I told myself this joke and I laughed as hard as my infected throat would let me. But first, I had the most painful anxiety attack of my life alone in my childhood bedroom. Before this point, I hadn’t realized how easily and how badly my mom’s fatphobic comments could still trigger me. And I knew something needed to change. I had to acknowledge that I still had disordered eating patterns leftover from childhood and directly address how they connected with my feelings towards exercise. For the past year, I have been working very hard to unpack and dismantle harmful ideas I’ve carried with me for a long time about eating and exercise so that I can reform my relationship with them, as well as my body.
I haven’t talked about this to such an extent before, and certainly not in public, and I’m hoping that venting will help me be able to get through this. The truth is that I have spent years feeling a complex hatred towards and longing for both eating and exercising. I needed to stop feeling guilty for eating until I am full and satiated. I deserve to be nourished and fulfilled. I deserve to be abundant. I needed to stop thinking of exercise as a punishment for the way I look, as something that I just have to accept as a painful, uncomfortable experience filled with shame.
There are many things I have to continually remind myself of during this process because, FUCK, they are so easy to forget when you’ve spent your entire existence being told the exact opposite:
– There is no such thing as bad food.
– Exercise should never be a form of punishment.
– Your body knows when it’s hungry. Listen to it.
– You never need to earn your food with exercise.
– You never need to pay for your right to eat with exercise.
– Please do not feel guilty for eating.
– Please do not feel guilty for being full.
– You never have to pay for your right to rest with exercise.
– You are always allowed to be still and relax.
– You are always allowed to move your body in ways that feel good and affirm you.
– You are always allowed to be fat.
– Please do not feel shame for being fat.
– Please do not feel shame for eating while fat.
– You are always allowed to celebrate and glorify your body.

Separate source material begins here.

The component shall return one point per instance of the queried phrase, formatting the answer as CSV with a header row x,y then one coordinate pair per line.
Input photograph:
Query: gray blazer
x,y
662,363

– You are never required to be perfect at the exercise you choose.
– Eating and exercise are never in competition with each other.
– Never blame yourself for where you used to be.
– Always be proud of how far you’ve come.
I know my mom did her best with the tools she had. She, too, is a product of the racialized and gendered fatphobia aimed at Black womxn and kept alive through both Black patriarchal and white supremacist ideals. But I also know that it does me no good to not fully acknowledge the ways she has contributed to my difficult relationships with my body, but especially eating and exercise. As I am working to reform and improve each of these relationships, it’s imperative that I tell the truth about where I learned the lessons that have left me stagnated and held me hostage for so long.
Christmas time is approaching again, and I know it will offer up more opportunities for conversations, both familial and cultural, about “earning” and “working off” holiday meals. There will be a heightened sense of shame around food and rest for everyone, particularly for visibly fat folks who hear and read this type of rhetoric in excess year-round. I have made significant progress this past year, but I know I still have a ways to go. Even as I work through my own process, I will always hold space for other fat folks, other folks with disordered eating patterns, exercise anxiety, and trauma from fatphobic abuses. These lessons I have learned and will continue to learn, are yours, too. This season, I hope you will be gentle with yourself and take from these reminders whatever you need to help you get through the holiday and any other day when it all feels like too much.